I would commend everyone on this call. This stuff will make you much more successful throughout your career. And make you do much better. I'm certainly impressed with everyone here. I think that you care about your career and your life. And this, the more stuff you listen to, the more you watch, the more you read.
Now, you don't have to read all my stuff. You can read anyone's. But the more you absorb into your practice, the better you'll do. I also give some recommendations today about a book that I keep coming back to again and again. It's a public domain. So you can. Thank you.
Find it and read it online, but just think and grow rich. That's important. I think that there are a lot of people. I listened to Tony Robbins when I was younger. He was much better. I'd be impactful. I've listened to lots of motivational things. It doesn't have to be that it can even be religion.
I don't care. But something that motivates you and gives you direction. I like thinking about Rich because I think it's straightforward, and the lessons are pretty simple. There are only five or six of 10, maybe big ones, but anything that helps you gives you.
Guidance in your career and the only other thing I would say, just as this is a final note, is that the people you get advice from, the people you follow, and should be people that have succeeded and what they've done or understand it.
And have experience doing it. That means if you get your resume done, you don't necessarily want to go to some resume company that has nothing to do with attorneys getting jobs or whatever.
You just need to be careful who you follow and the advice you get. Typically, the most successful people who are the best to follow are people who have succeeded themselves or whatever you're trying to get advice from.
Thanks again to everyone who was on this call. I think it's just incredible. You can do this and spend all this time doing it, and I will if I don't get your resume today. I apologize for that. There's just a lot to cover. And then I do have a couple. I think I'm going to have a pretty exciting webinar next week.

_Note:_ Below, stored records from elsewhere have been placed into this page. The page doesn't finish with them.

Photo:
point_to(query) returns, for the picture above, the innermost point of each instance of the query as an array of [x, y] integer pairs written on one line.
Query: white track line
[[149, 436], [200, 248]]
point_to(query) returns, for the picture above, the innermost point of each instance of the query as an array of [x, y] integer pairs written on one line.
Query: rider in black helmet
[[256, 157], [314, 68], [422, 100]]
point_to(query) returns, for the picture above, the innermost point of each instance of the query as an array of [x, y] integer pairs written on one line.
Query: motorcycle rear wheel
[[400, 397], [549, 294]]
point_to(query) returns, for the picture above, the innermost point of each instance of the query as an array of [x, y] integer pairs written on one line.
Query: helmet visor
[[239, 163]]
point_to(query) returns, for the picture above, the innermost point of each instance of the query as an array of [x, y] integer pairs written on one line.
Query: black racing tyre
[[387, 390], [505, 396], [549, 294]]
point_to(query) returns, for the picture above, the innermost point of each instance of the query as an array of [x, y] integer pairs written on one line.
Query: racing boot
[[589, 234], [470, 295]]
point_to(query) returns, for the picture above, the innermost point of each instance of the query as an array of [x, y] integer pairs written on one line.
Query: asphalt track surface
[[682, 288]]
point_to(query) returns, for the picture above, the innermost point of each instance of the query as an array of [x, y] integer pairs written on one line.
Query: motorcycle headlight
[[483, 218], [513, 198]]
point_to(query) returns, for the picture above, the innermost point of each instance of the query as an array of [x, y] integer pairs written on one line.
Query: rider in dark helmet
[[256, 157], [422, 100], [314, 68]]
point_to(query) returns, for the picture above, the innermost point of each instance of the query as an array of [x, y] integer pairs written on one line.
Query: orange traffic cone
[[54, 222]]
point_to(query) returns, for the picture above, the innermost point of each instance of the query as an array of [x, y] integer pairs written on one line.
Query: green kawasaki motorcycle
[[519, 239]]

It's about an article I recently wrote. So I'm excited about that. And again, thank you, everyone, for being on this call. And I will hopefully talk to her. You'll be back next week. The only other thing I want to say is the information we covered today; I will ensure it was sent.
It's not that these notes are not necessarily going to make sense, but I will make sure that I send all the resumes and things that we reviewed today with all the personal information removed and all the notes. That you can look over, and hopefully, that'll help you condense everything.
So, thanks again. And I appreciate everyone being here and spending so much time today learning about it.